Entretanto, embora as dificuldades externas enfrentadas pelo Brasil nos anos 1980 tenham sido parcialmente resolvidas com a renegociação da dívida externa no início dos anos 1990 e a estabilização macroeconômica obtida com o Plano Real em 1994, o baixo desempenho econômico permaneceu nas décadas seguintes. As explicações de curto prazo disponíveis na literatura (Bacha e Bonelli, 2005; Carneiro e Modiano, 1999) são suficientes para compreendera estagnação econômica da década de 1980, período marcado por choques externos, desequilíbrios fiscais e instabilidade monetária. No entanto, elas não esclarecem adequadamente por que a economia brasileira continuou incapaz de retomar o ritmo de crescimento observado antes daquele período.
Nesse contexto, estudos como os de Bugarin et al. (2002), Graminho (2006) e Gomes et al. (2010) atribuem a persistência dessa estagnação a quedas estruturais na produtividade total dos fatores (TFP), considerada pela literatura econômica como um “resíduo” não diretamente observável (Abramovitz, 1956). Dado que não há consenso claro sobre quais elementos determinam precisamente as alterações da TFP, torna-se relevante complementar essa literatura com análises empíricas capazes de evidenciar mudanças estruturais no processo de crescimento.
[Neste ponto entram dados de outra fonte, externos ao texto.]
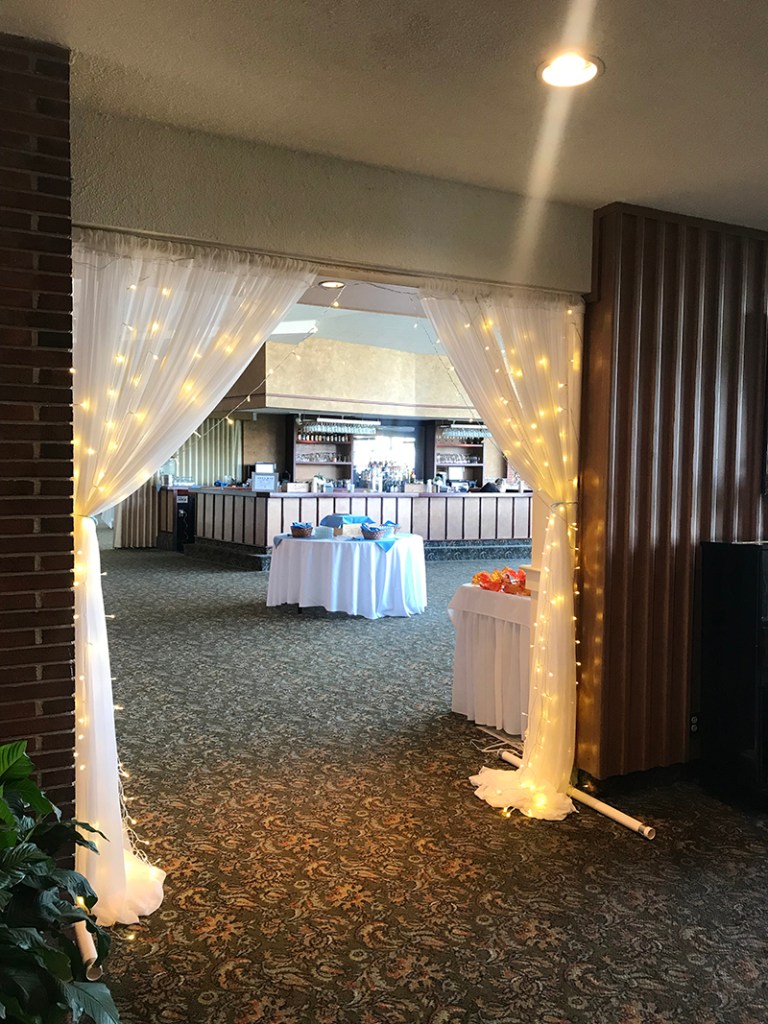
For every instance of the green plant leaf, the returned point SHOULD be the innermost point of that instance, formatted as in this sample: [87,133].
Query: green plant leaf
[52,836]
[17,861]
[10,1009]
[91,997]
[25,938]
[53,909]
[13,761]
[75,884]
[6,815]
[30,984]
[86,827]
[27,790]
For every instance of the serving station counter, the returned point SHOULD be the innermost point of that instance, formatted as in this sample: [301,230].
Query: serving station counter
[244,517]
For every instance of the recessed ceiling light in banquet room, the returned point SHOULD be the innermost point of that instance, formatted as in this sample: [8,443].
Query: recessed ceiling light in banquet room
[570,70]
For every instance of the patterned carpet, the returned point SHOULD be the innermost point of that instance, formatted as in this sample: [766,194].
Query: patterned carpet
[304,783]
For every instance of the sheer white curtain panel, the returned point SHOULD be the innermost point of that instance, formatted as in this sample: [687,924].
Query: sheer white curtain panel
[517,352]
[162,332]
Este artigo contribui justamente nesse aspecto, ao apresentar uma abordagem empírica contrafactual, utilizando o método de controle sintético. Essa metodologia permite demonstrar que algo estruturalmente relevante mudou na trajetória de crescimento do Brasil a partir de 1980, provocando efeitos negativos e permanentes nas décadas subsequentes, mesmo após resolvidos os desequilíbrios conjunturais iniciais.
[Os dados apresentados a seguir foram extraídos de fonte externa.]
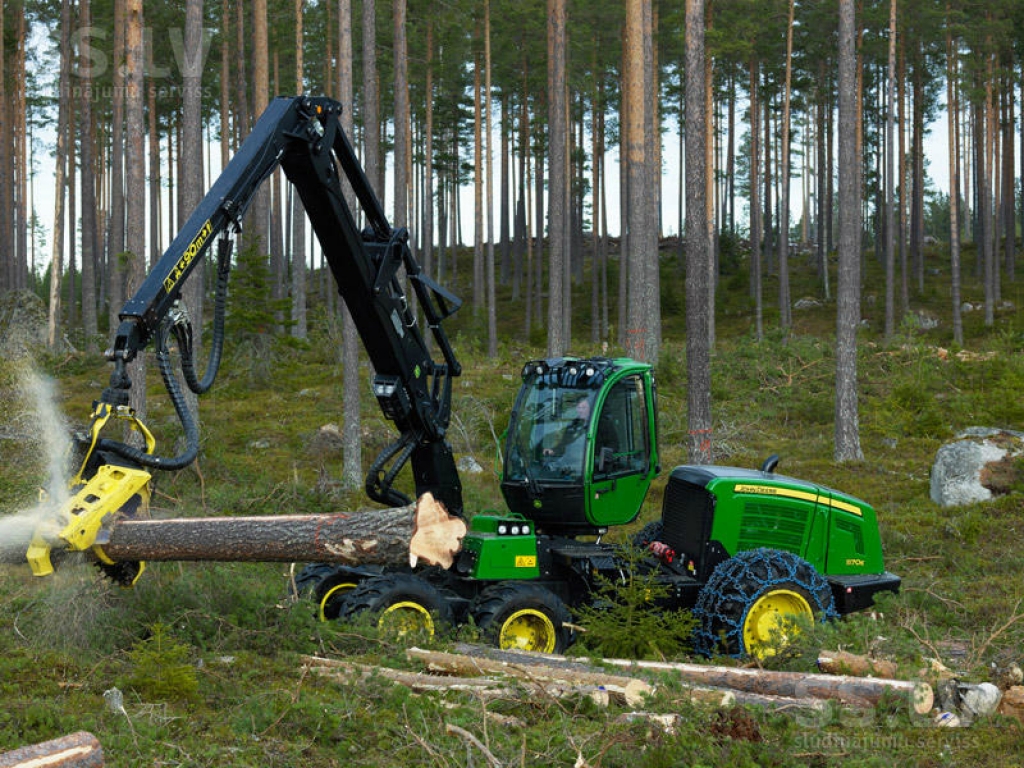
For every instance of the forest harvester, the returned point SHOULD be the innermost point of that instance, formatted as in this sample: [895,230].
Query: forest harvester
[749,551]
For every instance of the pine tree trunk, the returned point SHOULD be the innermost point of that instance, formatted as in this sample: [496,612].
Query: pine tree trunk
[88,189]
[890,179]
[478,279]
[848,289]
[784,304]
[952,114]
[59,190]
[299,330]
[351,386]
[116,230]
[558,342]
[190,176]
[697,245]
[135,190]
[756,259]
[371,99]
[489,196]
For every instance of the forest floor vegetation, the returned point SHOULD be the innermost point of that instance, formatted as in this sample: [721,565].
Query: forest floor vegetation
[208,655]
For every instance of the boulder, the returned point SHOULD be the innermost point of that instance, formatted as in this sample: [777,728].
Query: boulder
[975,466]
[1012,704]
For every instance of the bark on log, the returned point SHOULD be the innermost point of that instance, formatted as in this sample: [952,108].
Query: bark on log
[791,685]
[842,663]
[80,750]
[630,689]
[850,690]
[491,687]
[389,537]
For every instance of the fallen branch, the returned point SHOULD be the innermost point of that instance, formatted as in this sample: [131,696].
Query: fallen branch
[455,730]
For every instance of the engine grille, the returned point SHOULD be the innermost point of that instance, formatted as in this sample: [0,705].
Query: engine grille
[687,515]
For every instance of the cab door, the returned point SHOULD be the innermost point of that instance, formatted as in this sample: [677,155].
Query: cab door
[621,454]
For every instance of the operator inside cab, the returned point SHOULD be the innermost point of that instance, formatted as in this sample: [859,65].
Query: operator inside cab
[563,449]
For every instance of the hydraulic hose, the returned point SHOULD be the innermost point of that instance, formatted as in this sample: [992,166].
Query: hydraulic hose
[180,407]
[380,485]
[183,333]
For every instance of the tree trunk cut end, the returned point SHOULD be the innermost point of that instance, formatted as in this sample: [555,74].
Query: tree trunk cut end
[436,535]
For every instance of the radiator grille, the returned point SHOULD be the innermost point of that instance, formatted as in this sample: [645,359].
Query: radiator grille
[687,515]
[775,525]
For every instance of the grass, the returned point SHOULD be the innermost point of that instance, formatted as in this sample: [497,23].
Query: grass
[239,696]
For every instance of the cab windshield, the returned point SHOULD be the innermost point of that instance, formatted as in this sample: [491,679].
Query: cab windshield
[549,433]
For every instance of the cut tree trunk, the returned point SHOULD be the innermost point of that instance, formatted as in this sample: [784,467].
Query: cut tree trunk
[844,663]
[632,690]
[80,750]
[388,537]
[798,685]
[850,690]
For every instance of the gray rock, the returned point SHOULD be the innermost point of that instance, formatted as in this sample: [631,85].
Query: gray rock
[956,474]
[470,465]
[807,303]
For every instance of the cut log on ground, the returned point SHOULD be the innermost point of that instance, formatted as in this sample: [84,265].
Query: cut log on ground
[632,690]
[843,663]
[853,691]
[792,685]
[387,537]
[487,687]
[79,750]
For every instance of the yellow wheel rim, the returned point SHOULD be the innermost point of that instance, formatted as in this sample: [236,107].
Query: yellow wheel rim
[773,621]
[406,617]
[527,630]
[337,590]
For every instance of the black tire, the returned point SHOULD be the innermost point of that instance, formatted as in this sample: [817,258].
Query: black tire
[652,531]
[403,604]
[519,615]
[327,586]
[740,609]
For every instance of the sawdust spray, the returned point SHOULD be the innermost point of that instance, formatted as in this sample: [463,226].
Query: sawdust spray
[39,420]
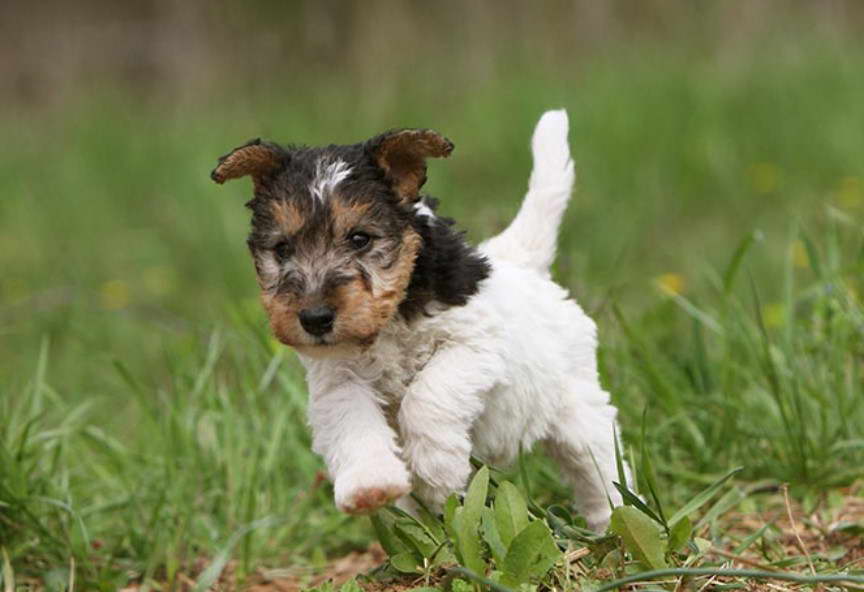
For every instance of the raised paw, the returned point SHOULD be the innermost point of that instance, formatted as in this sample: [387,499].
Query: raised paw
[361,493]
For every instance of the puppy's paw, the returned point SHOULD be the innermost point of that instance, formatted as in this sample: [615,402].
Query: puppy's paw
[362,492]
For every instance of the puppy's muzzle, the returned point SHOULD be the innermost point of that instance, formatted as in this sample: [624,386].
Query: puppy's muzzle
[317,321]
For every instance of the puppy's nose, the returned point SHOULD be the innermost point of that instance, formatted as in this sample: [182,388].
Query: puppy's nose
[317,321]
Para construir essa trajetória contrafactual, o estudo utiliza o método de controle sintético, desenvolvido por Abadie e Gardeazabal (2003) e aperfeiçoado em estudos subsequentes (Abadie et al., 2010; 2015; Abadie, 2021), que permite estimar o impacto de intervenções ou mudanças institucionais em contextos nos quais apenas uma unidade — neste caso, o Brasil — é exposta ao “tratamento”, A lógica do método consiste em construir um grupo de controle sintético a partir de uma combinação ponderada de países que apresentavam trajetórias econômicas semelhantes à brasileira antes da década de 1980. Essa combinação busca replicar o comportamento do PIB per capita brasileiro no período pré-intervenção, permitindo estimar, com maior rigor, o desvio observado a partir do momento em que se iniciam as mudanças institucionais. Com isso, o estudo busca oferecer evidência empírica sobre o custo agregado dessas transformações, contribuindo para o debate sobre as causas da estagnação econômica brasileira no longo prazo.
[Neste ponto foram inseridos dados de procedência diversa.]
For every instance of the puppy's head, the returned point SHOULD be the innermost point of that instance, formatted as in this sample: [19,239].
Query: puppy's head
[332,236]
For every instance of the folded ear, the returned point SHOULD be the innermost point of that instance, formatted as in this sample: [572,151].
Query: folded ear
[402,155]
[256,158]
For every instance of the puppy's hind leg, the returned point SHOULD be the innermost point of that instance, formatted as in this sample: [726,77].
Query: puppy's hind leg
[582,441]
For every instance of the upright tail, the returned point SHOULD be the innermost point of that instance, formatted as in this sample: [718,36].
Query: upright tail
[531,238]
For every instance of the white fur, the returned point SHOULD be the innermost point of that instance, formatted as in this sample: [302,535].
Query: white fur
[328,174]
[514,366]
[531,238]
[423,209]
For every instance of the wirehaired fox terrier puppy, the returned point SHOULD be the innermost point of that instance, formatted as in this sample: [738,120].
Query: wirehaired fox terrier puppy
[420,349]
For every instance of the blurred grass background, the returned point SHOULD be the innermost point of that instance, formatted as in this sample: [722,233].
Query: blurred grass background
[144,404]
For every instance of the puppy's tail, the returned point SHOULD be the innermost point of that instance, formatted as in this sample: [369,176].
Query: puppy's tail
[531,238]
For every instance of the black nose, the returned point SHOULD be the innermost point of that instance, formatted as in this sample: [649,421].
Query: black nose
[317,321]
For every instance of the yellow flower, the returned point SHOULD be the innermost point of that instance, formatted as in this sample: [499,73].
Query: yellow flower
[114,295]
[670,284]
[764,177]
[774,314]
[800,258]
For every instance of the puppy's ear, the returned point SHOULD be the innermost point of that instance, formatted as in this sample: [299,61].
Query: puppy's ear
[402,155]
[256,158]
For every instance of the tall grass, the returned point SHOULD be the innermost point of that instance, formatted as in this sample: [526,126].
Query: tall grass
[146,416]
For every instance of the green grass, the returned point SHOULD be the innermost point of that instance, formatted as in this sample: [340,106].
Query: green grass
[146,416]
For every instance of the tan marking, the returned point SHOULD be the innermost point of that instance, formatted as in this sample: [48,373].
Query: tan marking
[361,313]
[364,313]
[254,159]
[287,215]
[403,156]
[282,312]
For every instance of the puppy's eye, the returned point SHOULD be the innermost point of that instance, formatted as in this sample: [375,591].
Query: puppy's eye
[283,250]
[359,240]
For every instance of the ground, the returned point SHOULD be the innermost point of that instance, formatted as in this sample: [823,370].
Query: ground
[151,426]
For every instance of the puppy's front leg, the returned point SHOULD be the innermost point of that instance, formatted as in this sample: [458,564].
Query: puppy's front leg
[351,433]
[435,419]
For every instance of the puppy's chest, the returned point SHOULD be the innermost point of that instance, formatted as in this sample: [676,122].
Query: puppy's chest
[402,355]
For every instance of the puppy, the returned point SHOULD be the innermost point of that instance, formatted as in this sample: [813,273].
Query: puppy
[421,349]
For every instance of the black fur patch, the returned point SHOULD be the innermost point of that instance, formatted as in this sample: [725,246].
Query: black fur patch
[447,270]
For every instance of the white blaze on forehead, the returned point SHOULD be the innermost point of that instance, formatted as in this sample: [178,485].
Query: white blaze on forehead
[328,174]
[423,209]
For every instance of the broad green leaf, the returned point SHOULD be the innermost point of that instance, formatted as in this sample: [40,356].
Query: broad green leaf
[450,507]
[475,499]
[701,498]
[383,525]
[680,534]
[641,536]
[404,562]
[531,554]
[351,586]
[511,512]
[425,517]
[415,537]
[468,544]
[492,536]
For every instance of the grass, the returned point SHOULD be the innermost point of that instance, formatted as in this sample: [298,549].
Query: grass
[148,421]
O artigo está organizado da seguinte forma: a próxima seção descreve a base de dados e a metodologia utilizada para estimar os efeitos de longo prazo associados à trajetória institucional adotada pelo Brasil a partir da década de 1980. Em seguida, são apresentados os principais resultados do exercício empírico, acompanhados de testes de robustez. Por fim, a seção final discute as implicações dos achados, propõe hipóteses explicativas para os resultados observados e aponta caminhos promissores para investigações futuras..
2. Estratégia de identificação
A avaliação dos efeitos de um conjunto de políticas implementadas ao longo de uma década representa um desafio metodológico relevante. Uma abordagem comum consiste em comparar a trajetória econômica posterior à intervenção com a tendência observada nas décadas anteriores, por meio da identificação de quebras estruturais (Bugarin et al., 2002; Kehoe e Prescott, 2002; Kydland e Zarazaga, 2001). Embora intuitiva, essa estratégia pressupõe a estabilidade de fatores externos ao longo do tempo, o que dificilmente se sustenta empiricamente (Carrasco et al., 2014). No caso brasileiro, o início dos anos 1980 foi marcado por choques internacionais significativos, como a duplicação dos preços do petróleo e a elevação das taxas de juros nos mercados globais — eventos que impactaram diversos países da América Latina. Diante desse contexto, torna-se problemático assumir que, na ausência de mudanças institucionais, a economia brasileira manteria a trajetória observada anteriormente.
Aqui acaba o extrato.